LA TRIBUNE DIMANCHE - Partagez-vous le sentiment d'être programmé pour gagner ?
ALEX LANIER - C'est une expression que l'on accole souvent à des athlètes prometteurs, mais il faut bien dissocier le potentiel et l'accomplissement. Beaucoup n'ont pas réussi alors qu'ils en avaient les moyens. Je trouve moins intéressant de me dire « je dois gagner » que « comment gagner ». Apprendre, être conscient des points forts et les améliorer encore, c'est dans cette optique que j'entre sur un terrain. Je prends beaucoup de plaisir lorsque j'ai réussi ce que j'avais envie de faire dans un match. Être bien physiquement, alerte mentalement, c'est une sensation encore meilleure que d'avoir gagné. Je suis à 100 % dans le plaisir, sinon je ne serais pas monté aussi haut.
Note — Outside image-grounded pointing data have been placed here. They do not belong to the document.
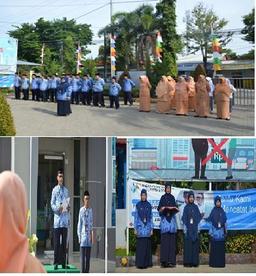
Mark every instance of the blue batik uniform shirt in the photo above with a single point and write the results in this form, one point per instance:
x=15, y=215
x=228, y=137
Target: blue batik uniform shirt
x=86, y=85
x=84, y=226
x=44, y=85
x=128, y=85
x=59, y=194
x=34, y=84
x=143, y=220
x=17, y=81
x=98, y=85
x=76, y=85
x=114, y=89
x=25, y=83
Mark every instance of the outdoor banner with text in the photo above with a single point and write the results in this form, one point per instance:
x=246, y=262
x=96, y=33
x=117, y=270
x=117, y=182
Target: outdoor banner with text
x=239, y=205
x=174, y=158
x=8, y=60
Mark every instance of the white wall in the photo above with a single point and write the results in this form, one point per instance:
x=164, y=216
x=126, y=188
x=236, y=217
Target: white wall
x=121, y=222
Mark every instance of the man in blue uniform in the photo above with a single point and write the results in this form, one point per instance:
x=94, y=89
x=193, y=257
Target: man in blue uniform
x=85, y=233
x=25, y=87
x=54, y=87
x=43, y=88
x=98, y=88
x=143, y=228
x=60, y=206
x=86, y=86
x=34, y=87
x=38, y=91
x=127, y=86
x=76, y=86
x=17, y=84
x=114, y=90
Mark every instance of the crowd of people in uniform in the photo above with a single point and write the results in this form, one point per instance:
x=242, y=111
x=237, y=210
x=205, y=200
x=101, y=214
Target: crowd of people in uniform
x=186, y=95
x=190, y=217
x=69, y=89
x=183, y=95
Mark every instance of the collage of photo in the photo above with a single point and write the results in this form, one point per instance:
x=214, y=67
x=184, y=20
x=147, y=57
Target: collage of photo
x=127, y=137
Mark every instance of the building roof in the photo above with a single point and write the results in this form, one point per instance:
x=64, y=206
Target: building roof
x=24, y=62
x=189, y=63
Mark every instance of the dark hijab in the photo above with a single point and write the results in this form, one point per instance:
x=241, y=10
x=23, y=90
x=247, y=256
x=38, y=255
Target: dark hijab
x=217, y=215
x=144, y=209
x=167, y=200
x=191, y=211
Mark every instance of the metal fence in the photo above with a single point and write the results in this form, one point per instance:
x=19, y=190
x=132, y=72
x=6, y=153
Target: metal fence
x=245, y=91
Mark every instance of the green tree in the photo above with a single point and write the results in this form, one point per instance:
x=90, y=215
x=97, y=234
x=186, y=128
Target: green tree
x=60, y=37
x=7, y=127
x=131, y=29
x=166, y=15
x=248, y=56
x=248, y=30
x=201, y=23
x=90, y=67
x=200, y=70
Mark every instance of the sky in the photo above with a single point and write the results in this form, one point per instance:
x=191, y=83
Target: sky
x=14, y=12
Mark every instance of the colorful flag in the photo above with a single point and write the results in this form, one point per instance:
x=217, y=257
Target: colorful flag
x=216, y=48
x=159, y=47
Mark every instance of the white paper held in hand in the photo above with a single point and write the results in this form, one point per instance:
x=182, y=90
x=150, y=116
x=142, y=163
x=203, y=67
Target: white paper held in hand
x=65, y=204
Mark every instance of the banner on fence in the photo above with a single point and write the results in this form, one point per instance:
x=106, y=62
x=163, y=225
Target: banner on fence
x=239, y=205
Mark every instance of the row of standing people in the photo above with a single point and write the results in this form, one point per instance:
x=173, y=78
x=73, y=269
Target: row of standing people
x=191, y=217
x=81, y=89
x=187, y=95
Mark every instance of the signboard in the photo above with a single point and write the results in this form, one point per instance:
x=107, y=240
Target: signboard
x=239, y=205
x=174, y=158
x=8, y=55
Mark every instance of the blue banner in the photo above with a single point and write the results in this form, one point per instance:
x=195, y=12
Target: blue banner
x=6, y=81
x=239, y=205
x=173, y=159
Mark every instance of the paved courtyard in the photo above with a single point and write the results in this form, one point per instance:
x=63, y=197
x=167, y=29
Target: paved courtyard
x=40, y=119
x=230, y=268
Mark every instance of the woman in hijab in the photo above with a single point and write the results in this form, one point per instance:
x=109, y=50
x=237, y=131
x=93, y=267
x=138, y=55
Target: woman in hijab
x=222, y=98
x=63, y=98
x=217, y=232
x=163, y=96
x=14, y=252
x=191, y=218
x=191, y=94
x=171, y=89
x=167, y=209
x=145, y=87
x=202, y=97
x=181, y=97
x=143, y=228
Êtes-vous imperméable au stress ?
Je gère plutôt bien les émotions. Bonnes ou mauvaises, chez moi, cela ne varie jamais beaucoup. Cela ne veut pas dire que je ne prends rien à cœur, mais je me suis toujours accommodé des situations de stress. Jusqu'à ma défaite en quart de finale des championnats d'Europe en 2024 : j'étais tellement tendu que j'avais mal à la poitrine et les jambes tétanisées. Ça m'a fait un choc, et je me suis demandé ce qui m'arrivait. Ensuite, j'ai compris que des gens commençaient à voir en moi un médaillable. Or, j'avais déjà battu mon adversaire et il était censé être beaucoup moins fort que moi. Ma victoire était donc attendue et je n'étais pas prêt à me sentir stressé.